My attraction to American Indian culture remains unexplained, but unwavering. Certainly, my early years in a rural farming community didn’t lend itself to multi-culturalism, nor did my parents’ insistence I was 100% Norwegian spawn some fantasy about being separated from my tribe. My fair skin and blonde curls implored me to blend in perfectly with my adoptive relatives. Still, at some point I began looking forward to the day I might reunite with my birthfamily and find, somewhere on the family tree, a branch validating a fascination seemingly spawned from nowhere.
But post reunion, when I was given a four-generation maternal family tree and instructed to ignore the obviously Polish name at the top (and also learned I wasn’t a stitch Norwegian), I realized family trees are subjective things. My maternal family is insistent upon being 100% Ukrainian, even if it defies evidence to the contrary.
My paternal family tree remains somewhat mysterious. Third-hand information says I am Swedish and Welsh on that side. My paternal half-brother embraces the Swedish and rejects the Welsh. I seem to be the only one who notices our father’s dark skin and darker hair. If my birthfather carried a secret about a Native American ancestor, he took it with him to his grave.
Family trees are dependent upon what a family is willing to reveal, but new DNA technology offers a truth serum. When genetic testing for ancestral origins became available I considered ordering myself a lab kit, then was crushed to discover that, being female, I carry only the genetic markers to trace my maternal line. Uncovering my father’s ancestry requires the DNA of my brother.
My brother: also abandoned by my father. My brother: with a “proud to be Swedish” bumper sticker adorning his truck. My brother: who happily sits amongst our family, keeping me a secret, complacent in the act of sparing them the knowledge our father fathered a bastard-child. My brother: with whom I share so much but will forever be divided from by his legitimacy. My brother: who hasn’t phoned in six years.
More than stubbornness stops me from picking up the phone. I will not beg him for a thread of my own genetic fabric. The cost of doing so will be a directive to value other things and show gratitude for the smidgens of information he smuggles away from the family gatherings to share with me. My brother is the gatekeeper of my family tree and I simply refuse to sell my soul to get my hands on the key.

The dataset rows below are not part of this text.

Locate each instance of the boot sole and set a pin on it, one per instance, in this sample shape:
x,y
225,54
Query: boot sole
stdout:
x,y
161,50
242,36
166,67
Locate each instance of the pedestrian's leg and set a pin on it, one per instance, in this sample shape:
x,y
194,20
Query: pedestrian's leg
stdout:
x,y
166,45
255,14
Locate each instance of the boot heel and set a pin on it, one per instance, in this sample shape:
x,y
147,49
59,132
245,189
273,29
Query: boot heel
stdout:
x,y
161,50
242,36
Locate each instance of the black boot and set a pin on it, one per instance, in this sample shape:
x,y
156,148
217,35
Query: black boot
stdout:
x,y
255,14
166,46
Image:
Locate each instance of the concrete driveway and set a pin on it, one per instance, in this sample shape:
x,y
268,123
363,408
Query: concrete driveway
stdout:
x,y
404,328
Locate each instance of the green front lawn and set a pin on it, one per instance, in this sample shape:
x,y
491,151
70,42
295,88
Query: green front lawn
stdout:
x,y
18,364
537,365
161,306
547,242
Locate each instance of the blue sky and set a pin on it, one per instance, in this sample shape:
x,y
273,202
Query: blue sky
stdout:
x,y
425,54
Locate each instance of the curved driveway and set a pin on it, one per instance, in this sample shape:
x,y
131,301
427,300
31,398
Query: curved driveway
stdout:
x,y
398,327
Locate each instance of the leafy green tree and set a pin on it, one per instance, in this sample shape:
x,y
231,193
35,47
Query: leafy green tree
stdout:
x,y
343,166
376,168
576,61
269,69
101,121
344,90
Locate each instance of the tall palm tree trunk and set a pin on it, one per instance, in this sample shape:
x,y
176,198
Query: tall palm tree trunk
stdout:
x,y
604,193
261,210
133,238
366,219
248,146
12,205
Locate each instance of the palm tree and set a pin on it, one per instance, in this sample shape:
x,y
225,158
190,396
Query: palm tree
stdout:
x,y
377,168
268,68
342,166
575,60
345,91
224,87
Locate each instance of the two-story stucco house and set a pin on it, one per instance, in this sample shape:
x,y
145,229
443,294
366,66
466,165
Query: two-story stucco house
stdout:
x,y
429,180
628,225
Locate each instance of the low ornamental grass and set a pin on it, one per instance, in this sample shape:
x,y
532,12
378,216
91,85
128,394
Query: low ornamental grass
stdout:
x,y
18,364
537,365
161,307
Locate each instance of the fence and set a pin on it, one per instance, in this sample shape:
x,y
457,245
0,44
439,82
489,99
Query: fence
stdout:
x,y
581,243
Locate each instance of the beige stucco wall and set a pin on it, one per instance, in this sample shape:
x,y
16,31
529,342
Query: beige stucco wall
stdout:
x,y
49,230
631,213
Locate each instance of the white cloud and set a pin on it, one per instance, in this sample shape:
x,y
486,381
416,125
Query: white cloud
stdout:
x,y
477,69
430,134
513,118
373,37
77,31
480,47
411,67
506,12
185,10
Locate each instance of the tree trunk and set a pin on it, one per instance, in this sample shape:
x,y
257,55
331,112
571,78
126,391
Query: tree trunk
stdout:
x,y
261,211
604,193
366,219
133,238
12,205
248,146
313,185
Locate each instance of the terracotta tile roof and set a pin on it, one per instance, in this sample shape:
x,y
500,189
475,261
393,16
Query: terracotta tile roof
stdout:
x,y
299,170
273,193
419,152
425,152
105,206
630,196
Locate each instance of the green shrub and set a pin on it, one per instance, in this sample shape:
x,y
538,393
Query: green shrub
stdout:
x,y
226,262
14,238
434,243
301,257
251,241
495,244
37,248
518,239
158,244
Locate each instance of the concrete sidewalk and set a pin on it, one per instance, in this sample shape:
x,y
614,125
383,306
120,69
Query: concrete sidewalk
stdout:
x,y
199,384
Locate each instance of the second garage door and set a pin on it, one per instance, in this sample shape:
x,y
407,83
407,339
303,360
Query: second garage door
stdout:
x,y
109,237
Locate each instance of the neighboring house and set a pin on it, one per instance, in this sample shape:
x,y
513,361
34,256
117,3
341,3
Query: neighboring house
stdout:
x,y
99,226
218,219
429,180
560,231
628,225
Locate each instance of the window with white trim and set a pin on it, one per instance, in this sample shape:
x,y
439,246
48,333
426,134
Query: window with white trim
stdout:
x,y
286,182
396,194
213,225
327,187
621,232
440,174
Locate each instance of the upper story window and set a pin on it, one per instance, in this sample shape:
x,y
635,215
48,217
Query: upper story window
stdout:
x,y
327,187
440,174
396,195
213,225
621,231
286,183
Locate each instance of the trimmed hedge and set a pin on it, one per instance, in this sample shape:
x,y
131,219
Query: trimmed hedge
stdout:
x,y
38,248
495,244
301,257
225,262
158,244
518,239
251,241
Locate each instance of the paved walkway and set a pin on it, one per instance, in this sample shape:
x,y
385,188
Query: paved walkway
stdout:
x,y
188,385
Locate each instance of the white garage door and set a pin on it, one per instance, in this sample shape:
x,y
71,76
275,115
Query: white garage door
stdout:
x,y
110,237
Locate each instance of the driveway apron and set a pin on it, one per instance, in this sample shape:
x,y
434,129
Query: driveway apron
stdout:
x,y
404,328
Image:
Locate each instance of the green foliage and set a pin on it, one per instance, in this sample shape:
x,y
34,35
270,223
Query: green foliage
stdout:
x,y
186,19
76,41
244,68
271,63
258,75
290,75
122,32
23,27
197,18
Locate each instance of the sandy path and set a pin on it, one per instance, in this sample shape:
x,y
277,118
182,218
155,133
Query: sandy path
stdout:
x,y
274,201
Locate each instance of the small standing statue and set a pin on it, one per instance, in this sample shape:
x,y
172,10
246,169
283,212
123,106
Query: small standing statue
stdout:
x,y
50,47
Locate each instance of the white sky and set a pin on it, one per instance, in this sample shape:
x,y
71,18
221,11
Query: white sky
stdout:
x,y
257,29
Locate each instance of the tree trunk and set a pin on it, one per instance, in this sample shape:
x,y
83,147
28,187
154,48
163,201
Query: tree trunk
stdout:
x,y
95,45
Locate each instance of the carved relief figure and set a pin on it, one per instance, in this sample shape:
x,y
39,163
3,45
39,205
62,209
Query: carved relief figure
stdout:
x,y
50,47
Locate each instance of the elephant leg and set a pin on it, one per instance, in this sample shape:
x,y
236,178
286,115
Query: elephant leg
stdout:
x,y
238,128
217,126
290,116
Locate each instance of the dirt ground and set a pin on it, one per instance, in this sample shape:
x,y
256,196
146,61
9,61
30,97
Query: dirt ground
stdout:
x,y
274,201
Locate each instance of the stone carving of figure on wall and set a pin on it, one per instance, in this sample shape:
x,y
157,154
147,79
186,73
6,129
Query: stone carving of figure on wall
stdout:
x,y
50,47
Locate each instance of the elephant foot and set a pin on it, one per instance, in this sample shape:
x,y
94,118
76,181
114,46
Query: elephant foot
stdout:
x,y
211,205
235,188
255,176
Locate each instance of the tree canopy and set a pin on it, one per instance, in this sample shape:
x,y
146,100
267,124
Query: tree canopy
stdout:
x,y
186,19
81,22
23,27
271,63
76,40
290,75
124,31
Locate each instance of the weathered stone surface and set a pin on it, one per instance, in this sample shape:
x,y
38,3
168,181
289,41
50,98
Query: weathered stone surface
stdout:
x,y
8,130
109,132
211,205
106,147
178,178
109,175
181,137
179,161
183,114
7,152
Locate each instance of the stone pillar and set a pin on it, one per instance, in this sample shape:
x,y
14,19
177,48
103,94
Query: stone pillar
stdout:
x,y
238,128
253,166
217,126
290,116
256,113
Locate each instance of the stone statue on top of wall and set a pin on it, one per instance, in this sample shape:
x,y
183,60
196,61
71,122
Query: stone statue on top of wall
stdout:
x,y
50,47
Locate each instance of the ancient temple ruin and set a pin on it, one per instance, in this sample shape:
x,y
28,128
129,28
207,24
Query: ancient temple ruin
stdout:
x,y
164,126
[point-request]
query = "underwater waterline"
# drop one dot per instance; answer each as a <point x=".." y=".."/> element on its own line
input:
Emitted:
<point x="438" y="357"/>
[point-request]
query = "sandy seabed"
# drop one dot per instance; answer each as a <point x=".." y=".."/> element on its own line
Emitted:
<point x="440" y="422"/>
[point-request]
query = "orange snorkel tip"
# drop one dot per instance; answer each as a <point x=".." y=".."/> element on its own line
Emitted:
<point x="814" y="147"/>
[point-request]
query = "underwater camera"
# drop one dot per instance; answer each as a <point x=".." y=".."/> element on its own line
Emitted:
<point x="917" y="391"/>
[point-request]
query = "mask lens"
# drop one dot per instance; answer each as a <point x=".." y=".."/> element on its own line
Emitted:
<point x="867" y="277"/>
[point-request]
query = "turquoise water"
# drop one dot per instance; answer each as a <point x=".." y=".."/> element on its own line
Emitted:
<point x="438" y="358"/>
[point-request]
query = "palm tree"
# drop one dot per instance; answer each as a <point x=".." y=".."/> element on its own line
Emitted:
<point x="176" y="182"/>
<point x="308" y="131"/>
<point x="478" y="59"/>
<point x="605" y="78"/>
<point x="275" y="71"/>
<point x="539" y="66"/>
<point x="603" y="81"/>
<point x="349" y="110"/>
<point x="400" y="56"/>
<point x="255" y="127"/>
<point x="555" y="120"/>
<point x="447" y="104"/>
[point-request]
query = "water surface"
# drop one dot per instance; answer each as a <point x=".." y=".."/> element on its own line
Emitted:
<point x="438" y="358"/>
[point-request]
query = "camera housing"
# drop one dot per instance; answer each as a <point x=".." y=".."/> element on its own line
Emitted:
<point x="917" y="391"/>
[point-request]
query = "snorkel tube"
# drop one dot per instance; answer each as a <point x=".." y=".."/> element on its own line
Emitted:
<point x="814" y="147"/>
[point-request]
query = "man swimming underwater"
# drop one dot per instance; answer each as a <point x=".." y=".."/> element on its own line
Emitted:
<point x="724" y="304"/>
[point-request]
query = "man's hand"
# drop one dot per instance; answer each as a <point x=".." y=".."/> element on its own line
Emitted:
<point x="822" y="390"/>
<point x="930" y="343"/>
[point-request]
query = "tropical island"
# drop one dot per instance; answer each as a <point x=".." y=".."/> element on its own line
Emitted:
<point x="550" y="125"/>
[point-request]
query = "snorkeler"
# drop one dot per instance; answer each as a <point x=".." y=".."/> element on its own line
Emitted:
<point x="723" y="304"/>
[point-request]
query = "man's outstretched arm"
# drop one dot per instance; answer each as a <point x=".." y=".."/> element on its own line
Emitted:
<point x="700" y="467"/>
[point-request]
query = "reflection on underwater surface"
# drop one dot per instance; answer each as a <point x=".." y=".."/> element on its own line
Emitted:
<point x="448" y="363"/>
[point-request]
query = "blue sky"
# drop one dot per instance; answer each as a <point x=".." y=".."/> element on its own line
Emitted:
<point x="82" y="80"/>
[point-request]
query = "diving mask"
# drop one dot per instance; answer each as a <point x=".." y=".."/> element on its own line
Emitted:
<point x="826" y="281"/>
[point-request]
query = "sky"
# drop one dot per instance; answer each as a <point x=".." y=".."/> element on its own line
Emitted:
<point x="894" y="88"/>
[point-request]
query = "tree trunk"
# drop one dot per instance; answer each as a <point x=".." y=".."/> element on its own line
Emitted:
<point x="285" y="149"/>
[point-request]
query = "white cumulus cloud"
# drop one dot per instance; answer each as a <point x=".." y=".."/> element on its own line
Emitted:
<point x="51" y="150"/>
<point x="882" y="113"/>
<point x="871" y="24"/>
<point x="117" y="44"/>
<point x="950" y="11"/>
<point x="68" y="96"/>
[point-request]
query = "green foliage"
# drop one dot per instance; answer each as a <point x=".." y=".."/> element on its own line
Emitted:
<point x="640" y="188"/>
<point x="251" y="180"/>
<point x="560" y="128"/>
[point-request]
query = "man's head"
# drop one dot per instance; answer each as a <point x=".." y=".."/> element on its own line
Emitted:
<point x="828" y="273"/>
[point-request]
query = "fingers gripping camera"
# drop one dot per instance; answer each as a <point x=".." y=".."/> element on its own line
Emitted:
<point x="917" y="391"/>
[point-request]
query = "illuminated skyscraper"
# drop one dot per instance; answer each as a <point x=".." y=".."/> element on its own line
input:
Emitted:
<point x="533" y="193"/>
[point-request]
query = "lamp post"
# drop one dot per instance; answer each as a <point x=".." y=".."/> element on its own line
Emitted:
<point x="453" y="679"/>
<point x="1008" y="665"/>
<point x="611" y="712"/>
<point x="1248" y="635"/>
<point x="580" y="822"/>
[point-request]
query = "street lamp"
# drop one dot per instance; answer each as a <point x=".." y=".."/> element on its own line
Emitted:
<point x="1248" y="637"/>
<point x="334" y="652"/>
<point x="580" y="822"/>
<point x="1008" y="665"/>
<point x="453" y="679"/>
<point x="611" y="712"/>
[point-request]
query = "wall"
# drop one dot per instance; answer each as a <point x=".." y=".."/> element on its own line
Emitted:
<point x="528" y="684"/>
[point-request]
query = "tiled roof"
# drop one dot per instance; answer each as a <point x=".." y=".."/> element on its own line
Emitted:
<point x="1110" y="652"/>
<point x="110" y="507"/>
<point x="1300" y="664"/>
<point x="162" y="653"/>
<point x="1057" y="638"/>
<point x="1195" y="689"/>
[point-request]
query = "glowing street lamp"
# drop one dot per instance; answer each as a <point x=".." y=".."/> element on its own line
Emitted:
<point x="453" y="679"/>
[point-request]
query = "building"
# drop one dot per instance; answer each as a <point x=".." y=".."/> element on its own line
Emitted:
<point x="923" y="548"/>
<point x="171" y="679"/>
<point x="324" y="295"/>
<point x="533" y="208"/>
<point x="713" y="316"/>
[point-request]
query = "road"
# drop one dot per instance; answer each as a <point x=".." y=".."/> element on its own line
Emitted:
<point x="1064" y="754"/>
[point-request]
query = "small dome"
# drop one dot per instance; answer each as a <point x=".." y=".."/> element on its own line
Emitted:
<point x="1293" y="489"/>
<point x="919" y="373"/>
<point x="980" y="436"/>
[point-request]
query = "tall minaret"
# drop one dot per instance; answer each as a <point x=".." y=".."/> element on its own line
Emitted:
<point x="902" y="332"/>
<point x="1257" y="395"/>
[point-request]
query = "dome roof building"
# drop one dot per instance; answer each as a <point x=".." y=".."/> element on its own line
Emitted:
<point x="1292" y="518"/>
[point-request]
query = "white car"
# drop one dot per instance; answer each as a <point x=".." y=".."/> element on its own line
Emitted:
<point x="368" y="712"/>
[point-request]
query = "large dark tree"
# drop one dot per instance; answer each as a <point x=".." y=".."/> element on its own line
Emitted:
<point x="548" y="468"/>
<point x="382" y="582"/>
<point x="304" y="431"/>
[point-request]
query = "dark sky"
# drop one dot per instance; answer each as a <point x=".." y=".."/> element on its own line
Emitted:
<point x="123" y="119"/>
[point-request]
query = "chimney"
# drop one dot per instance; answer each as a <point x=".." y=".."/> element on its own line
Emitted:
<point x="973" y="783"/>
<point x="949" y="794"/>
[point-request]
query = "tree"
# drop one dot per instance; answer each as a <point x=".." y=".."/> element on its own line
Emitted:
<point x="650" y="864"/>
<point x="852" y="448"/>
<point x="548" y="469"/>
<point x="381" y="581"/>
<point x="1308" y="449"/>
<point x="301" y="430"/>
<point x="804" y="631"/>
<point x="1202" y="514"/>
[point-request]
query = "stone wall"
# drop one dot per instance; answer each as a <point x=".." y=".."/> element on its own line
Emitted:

I would feel like the women of the Snoqualmie Tribe, forced to beg for bits of the crops grown on land rightfully belonging to them.
That doesn’t mean I must ignore the pull I feel towards American Indian culture. Leaving it isn’t a choice;
it steers
me.
Last Spring, I attended a talent show at my son’s school. For most of the audience, it was an evening of giggles and applause but, for me, the entertainment stopped when a family walked upon stage – four generations of American Indians wearing traditional dress. The great grandfather took his place at the drum, the lights went down and the fathers, mothers, aunts, uncles and children danced around the drumbeat, singing in an unfamiliar language. One didn’t have to understand the words to recognize the passion of their song; to know they were calling out to ancestors and celebrating their roots, their
connectedness.
It took my breath away. It wasn’t until the drumbeat stopped and the applause began I realized my body was frozen in rapture and my cheeks were wet with tears.
A DNA swab will not prove or disprove whether or not those tears are real. They speak for themselves.